Google acaba de modificar su “algoritmo”. Para ser exactos, en España se modificó el 4 de diciembre y aunque los afectados medios informativos braman… callan. Tan prisioneros son ya del gigante creado por Larry Page y Serguéi Brin que gruñen en silencio mientras intentan negociar misericordia con el todo poderoso gigante norteamericano, no vaya a ser que, en lugar de una bofetada, les arreen dos.
Pero el cambio de algoritmo de Google (insisto, una mentira: ese algoritmo no es neutral, es intencionado), ese megaportal que es, a un tiempo, parásito de la prensa y señor de la prensa, no ha afectado a todos los medios por igual. Por ejemplo, a los medios cristianos les golpea mucho más fuerte que a los ‘constitucionales’ que no se sabe qué quiere decir.
Existe en Google una inconfesable voluntad de pensamiento único, de censurar cualquier tipo de discrepancia frente al pensamiento dominante, frente a lo políticamente correcto.

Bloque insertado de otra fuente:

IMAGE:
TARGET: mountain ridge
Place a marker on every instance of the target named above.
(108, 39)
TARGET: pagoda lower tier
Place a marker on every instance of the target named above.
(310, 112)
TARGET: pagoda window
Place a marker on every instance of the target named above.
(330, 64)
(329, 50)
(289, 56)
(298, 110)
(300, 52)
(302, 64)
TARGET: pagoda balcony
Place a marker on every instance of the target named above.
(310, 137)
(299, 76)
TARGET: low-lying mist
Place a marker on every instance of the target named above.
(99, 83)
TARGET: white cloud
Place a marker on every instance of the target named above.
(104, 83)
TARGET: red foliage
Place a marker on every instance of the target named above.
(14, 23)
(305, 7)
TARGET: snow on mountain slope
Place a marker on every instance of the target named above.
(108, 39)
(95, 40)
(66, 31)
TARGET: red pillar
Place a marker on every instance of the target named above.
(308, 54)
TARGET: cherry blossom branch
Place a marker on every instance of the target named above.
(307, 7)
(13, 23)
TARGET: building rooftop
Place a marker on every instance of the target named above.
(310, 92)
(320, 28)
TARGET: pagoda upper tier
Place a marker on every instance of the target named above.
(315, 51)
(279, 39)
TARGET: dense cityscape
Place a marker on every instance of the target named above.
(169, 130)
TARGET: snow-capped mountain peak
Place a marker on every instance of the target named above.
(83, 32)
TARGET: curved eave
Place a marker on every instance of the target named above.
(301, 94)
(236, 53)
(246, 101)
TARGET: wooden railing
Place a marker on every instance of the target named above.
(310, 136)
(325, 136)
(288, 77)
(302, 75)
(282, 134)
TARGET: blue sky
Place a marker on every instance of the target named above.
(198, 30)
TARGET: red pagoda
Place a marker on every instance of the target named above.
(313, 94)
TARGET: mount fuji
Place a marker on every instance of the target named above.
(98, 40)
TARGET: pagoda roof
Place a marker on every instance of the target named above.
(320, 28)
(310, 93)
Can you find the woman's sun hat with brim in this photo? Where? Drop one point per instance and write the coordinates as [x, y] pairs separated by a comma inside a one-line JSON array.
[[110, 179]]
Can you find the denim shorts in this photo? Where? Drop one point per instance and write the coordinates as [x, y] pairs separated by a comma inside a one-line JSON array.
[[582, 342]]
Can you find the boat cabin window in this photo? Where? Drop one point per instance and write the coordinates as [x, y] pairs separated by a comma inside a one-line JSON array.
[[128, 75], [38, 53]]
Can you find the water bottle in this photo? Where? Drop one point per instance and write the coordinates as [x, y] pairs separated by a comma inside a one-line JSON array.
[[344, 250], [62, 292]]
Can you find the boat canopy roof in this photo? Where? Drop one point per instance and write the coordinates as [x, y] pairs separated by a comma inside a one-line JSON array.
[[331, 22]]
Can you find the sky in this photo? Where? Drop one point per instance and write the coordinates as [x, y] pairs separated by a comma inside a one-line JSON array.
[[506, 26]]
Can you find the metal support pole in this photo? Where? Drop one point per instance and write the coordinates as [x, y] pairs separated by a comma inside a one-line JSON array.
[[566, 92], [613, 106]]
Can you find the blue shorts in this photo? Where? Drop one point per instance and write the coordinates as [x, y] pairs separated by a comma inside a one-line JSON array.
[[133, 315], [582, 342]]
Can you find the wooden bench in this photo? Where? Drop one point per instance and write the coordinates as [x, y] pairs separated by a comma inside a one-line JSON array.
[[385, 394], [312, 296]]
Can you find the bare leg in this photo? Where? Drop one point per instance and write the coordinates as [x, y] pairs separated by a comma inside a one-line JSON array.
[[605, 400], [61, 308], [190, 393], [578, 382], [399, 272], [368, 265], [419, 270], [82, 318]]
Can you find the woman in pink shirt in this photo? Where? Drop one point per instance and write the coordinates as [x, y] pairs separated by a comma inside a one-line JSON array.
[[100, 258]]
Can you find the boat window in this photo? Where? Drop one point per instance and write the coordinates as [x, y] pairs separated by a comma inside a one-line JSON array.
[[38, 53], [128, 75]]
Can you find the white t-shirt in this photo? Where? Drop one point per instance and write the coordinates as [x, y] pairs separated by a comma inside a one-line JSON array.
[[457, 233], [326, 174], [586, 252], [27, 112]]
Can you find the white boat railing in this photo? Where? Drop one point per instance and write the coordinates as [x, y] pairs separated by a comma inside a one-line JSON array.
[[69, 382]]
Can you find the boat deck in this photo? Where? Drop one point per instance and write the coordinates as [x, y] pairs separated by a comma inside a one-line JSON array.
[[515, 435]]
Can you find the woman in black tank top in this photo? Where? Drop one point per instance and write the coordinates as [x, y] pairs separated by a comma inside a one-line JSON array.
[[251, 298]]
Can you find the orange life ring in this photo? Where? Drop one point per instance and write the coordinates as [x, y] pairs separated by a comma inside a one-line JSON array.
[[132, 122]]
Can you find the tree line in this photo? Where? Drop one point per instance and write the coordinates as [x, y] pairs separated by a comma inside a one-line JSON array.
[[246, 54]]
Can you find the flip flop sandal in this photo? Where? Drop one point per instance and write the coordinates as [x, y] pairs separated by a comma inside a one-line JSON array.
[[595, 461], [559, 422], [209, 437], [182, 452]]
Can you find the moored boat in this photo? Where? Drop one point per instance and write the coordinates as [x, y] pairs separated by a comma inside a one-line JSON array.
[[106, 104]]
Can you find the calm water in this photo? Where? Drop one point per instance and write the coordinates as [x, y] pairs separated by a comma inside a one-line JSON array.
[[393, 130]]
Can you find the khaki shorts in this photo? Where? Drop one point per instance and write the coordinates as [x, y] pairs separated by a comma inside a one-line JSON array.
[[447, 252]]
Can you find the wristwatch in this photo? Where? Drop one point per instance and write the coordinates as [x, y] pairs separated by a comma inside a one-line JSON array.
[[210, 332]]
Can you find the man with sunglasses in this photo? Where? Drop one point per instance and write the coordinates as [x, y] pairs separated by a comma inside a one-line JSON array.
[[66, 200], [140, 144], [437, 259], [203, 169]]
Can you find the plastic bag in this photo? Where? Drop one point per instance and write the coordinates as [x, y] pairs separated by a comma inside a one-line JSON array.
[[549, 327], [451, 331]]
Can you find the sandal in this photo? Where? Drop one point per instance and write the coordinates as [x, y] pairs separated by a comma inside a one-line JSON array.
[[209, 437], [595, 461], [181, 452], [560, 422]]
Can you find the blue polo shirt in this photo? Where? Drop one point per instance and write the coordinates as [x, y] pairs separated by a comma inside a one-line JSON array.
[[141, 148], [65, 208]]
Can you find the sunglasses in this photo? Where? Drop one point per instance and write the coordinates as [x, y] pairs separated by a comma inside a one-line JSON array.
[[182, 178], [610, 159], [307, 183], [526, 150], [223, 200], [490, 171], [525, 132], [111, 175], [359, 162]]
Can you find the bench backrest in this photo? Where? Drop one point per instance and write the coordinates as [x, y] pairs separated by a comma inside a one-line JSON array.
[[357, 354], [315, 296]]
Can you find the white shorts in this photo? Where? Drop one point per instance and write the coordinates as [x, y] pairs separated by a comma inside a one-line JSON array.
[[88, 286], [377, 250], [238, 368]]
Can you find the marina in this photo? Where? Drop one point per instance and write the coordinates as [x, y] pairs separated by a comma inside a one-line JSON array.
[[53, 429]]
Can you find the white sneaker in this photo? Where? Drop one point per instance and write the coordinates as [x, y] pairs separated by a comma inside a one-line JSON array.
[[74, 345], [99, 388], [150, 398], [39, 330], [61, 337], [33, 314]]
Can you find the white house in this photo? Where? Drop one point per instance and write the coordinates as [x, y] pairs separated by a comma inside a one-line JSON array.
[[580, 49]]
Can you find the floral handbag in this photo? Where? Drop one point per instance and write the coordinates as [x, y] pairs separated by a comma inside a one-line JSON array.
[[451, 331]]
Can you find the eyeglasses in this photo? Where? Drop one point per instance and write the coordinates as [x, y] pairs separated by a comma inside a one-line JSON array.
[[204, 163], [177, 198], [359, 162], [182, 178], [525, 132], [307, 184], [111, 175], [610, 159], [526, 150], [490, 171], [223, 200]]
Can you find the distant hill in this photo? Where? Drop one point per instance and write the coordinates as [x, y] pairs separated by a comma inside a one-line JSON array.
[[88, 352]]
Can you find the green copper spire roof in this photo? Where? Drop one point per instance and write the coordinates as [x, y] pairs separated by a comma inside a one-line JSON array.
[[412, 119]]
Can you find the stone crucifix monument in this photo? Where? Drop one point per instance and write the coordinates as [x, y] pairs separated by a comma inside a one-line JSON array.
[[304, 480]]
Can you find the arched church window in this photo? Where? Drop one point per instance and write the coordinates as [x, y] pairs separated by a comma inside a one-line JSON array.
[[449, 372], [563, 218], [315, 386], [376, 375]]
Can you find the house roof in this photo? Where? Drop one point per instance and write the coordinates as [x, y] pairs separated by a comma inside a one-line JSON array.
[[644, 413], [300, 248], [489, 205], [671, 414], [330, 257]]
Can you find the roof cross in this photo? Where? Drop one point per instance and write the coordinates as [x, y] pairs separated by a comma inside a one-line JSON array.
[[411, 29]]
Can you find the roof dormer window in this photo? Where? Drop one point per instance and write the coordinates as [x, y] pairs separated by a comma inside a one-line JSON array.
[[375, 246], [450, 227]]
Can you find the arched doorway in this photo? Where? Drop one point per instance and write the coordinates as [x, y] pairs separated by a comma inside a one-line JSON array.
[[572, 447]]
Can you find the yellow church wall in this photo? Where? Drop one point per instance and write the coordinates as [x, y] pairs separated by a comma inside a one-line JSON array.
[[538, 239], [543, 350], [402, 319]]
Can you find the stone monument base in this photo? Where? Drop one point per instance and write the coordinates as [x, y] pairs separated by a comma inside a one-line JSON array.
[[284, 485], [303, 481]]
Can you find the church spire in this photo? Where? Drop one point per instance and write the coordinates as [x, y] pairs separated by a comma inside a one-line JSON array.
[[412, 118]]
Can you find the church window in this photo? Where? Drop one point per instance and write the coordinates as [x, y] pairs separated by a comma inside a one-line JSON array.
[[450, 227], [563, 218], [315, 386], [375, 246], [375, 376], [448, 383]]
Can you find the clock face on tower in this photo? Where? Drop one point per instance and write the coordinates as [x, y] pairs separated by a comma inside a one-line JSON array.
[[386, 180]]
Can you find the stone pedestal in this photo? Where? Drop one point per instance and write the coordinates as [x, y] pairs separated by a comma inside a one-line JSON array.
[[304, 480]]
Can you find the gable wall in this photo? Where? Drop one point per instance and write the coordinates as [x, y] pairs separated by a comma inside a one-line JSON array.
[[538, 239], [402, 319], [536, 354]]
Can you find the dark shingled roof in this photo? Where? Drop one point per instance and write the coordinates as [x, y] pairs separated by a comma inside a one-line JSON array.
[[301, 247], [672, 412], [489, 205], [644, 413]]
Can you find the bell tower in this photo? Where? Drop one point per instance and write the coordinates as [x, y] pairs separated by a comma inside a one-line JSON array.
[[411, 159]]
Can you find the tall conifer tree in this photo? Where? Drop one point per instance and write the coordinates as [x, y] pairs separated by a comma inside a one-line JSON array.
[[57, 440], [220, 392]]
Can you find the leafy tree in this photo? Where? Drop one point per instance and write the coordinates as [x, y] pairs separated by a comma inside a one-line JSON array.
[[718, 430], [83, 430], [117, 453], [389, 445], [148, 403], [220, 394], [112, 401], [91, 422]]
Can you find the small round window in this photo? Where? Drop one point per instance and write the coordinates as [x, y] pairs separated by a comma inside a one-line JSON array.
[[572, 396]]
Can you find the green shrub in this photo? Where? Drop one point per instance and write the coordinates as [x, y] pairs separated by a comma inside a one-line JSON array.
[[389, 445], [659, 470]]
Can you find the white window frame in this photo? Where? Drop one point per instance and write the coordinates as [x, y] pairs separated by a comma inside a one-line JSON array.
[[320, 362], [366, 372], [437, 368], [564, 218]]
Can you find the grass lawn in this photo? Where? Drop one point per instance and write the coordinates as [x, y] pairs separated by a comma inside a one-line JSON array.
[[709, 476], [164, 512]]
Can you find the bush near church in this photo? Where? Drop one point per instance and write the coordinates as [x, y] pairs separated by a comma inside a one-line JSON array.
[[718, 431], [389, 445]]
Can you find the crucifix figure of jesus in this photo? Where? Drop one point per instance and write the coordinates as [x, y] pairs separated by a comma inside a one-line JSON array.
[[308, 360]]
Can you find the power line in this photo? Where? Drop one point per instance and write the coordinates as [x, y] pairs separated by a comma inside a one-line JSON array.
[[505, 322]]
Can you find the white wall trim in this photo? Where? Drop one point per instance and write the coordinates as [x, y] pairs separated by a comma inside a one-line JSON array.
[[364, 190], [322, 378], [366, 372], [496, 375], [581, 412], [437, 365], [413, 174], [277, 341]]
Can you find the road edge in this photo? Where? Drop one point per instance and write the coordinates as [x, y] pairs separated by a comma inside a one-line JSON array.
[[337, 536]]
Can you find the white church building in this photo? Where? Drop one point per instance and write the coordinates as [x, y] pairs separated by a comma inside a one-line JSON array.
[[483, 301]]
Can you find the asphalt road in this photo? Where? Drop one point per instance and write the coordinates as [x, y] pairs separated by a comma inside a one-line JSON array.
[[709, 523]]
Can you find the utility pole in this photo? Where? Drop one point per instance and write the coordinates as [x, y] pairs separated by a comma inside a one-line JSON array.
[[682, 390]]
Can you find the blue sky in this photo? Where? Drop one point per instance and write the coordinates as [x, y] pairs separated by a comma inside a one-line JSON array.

En teoría, la nueva censura -perdón, algoritmo- de Google trata de proteger el patrimonio y la salud de sus usuarios. Traducido al cristiano, eso significa que todo poder económico es bueno -vamos que ni se te ocurra criticar a una multinacional o un banco central o a un ministro del ramo económico o laboral-. Son creadores de riqueza y tú eres un repugnante saboteador de oscuras intenciones. Sí, exactamente eso es lo que significa, con toda la gradación que les plazca añadir. Si lo haces, Google te condenará a la pantalla duodécima, en la que nadie te verá ni leerá.
Lo mismo hará con cualquier discrepancia que manifiestes con, por ejemplo, las tesis oficiales sobre la pandemia o la lucha contra el Covid. Si te desvías del discurso publico o de las medidas oficiales -que no han dejado de fracasar desde el inicio-, estás perpetrando bulos y atentando contra la salud pública. Y esto aunque seas el famoso virólogo del mundo mundial: ¡Mucho anarquista es lo que hay!
El robot de Google disfraza la libertad de pensamiento como subjetividad inaceptable y confunde objetividad con verdad
Ni que decir tiene que las convicciones religiosas y morales son pura subjetividad y el robot de Google, además de ser una máquina, está conducido por una inteligencia humana para convertir toda convicción en una opinión personal e intransferible. Como si lo subjetivo fuera sinónimo de falso y como si los hechos objetivos (no existen los hechos subjetivos) significaran algo sin interpretación.
En definitiva, cuando hablamos de libertad de expresión, hablamos, antes que de libertad de información, de libertad de opinión. Es decir, eso que, en tiempos más civilizados, conocíamos como libertad de pensamiento.
Ya se imaginaran que el pensamiento cristiano es el peor visto por Google.
Pero hay algo más peligroso. Más aún que esta censura disfrazada de objetividad. Al final, la filosofía Google como toda la cosmovisión de una generación de nativos digitales se resume así: las cosas no son ni buenas ni malas. Son posibles o imposibles. Ya se imaginan que, a partir de ahí, no cabe ni moral, ni razón, ni libertad alguna. Es más no cabe pensamiento alguno, porque toda doctrina se apoya en el juicio de valor: en razonar lo que merece la pena y lo que merece la pena un poco menos, lo bueno y lo malo. El robot de Google no es tan sutil.
Y a esto habría que añadir la segunda máxima Google, la del universo digital: “to er mundo e güeno”, sobre todo si es poderoso. Por algo habrá llegado tan alto. Y la crítica siempre, siempre, es destructiva. Es más, es el consuelo de los perdedores. Y el perdedor no le gusta nada a Google.